TO THE OVERSEER. [SET] ON “LILY OF TESTIMONY.” A MIKTAM OF DAVID, TO TEACH, IN HIS STRIVING WITH ARAM-NAHARAIM AND WITH ARAM-ZOBAH, WHEN JOAB TURNS BACK AND STRIKES EDOM IN THE VALLEY OF SALT—TWELVE THOUSAND. O God, You had cast us off, You had broken us—had been angry! You turn back to us.
2 Salladın yeri, yarıklar açtın; Onar çatlaklarını, çünkü yer sarsılıyor.
You have caused the land to tremble, You have broken it, Heal its breaches, for it has moved.
3 Halkına sıkıntı çektirdin, Sersemletici bir şarap içirdin bize.
You have shown Your people a hard thing, You have caused us to drink wine of trembling.
4 Sancak verdin senden korkanlara, Okçulara karşı açsınlar diye. (Sela)
You have given an ensign to those fearing You, To be lifted up as an ensign Because of truth. (Selah)
5 Kurtar bizi sağ elinle, yardım et, Sevdiklerin özgürlüğe kavuşsun diye!
That Your beloved ones may be drawn out, Save [with] Your right hand, and answer us.
6 Tanrı şöyle konuştu kutsal yerinde: “Şekem'i sevinçle bölüştürecek, Sukkot Vadisi'ni ölçeceğim.

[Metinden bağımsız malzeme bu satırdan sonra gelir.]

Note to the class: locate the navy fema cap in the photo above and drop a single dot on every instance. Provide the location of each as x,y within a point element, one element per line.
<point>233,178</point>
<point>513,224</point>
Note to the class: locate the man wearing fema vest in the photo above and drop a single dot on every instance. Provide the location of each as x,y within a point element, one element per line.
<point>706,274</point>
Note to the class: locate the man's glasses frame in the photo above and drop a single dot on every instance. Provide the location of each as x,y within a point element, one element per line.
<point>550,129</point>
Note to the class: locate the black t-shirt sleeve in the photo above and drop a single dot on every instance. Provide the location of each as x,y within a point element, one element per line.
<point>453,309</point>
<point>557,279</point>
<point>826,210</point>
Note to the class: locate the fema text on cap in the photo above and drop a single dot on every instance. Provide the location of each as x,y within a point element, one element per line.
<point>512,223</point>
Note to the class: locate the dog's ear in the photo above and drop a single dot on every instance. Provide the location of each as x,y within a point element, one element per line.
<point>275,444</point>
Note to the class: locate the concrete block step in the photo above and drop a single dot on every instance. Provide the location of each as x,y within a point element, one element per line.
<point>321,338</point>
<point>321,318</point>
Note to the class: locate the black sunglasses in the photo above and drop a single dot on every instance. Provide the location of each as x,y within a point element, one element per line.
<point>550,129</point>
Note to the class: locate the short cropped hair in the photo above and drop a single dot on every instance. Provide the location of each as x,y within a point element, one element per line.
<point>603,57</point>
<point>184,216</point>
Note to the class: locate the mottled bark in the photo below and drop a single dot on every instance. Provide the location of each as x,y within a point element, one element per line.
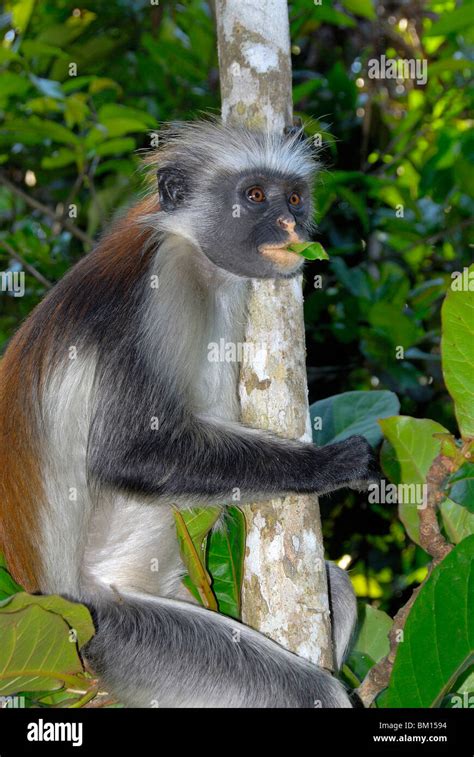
<point>285,588</point>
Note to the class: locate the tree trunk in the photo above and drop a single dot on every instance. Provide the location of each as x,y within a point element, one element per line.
<point>285,588</point>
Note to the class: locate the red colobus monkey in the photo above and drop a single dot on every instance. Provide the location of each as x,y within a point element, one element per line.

God has spoken in His holiness: I exult—I apportion Shechem, And I measure the Valley of Succoth,
7 Gilat benimdir, Manaşşe de benim, Efrayim miğferim, Yahuda asam.
Gilead [is] Mine, and Manasseh [is] Mine, And Ephraim [is] the strength of My head, Judah [is] My lawgiver,
8 Moav yıkanma leğenim, Edom'un üzerine çarığımı fırlatacağım, Filist'e zaferle haykıracağım.”
Moab [is] My pot for washing, Over Edom I cast My shoe, Shout, concerning Me, O Philistia.
9 Kim beni surlu kente götürecek? Kim bana Edom'a kadar yol gösterecek?
Who brings me [to] a city of bulwarks? Who has led me to Edom?
10 Ey Tanrı, sen bizi reddetmedin mi? Ordularımıza öncülük etmiyor musun artık?
Is it not You, O God? Have You cast us off? And do You not go forth, O God, with our hosts?
11 Yardım et bize düşmana karşı, Çünkü boştur insan yardımı.
Give to us help from adversity, And the deliverance of man [is] vain.
12 Tanrı'yla zafer kazanırız, O çiğner düşmanlarımızı.
We do mightily in God, And He treads down our adversaries!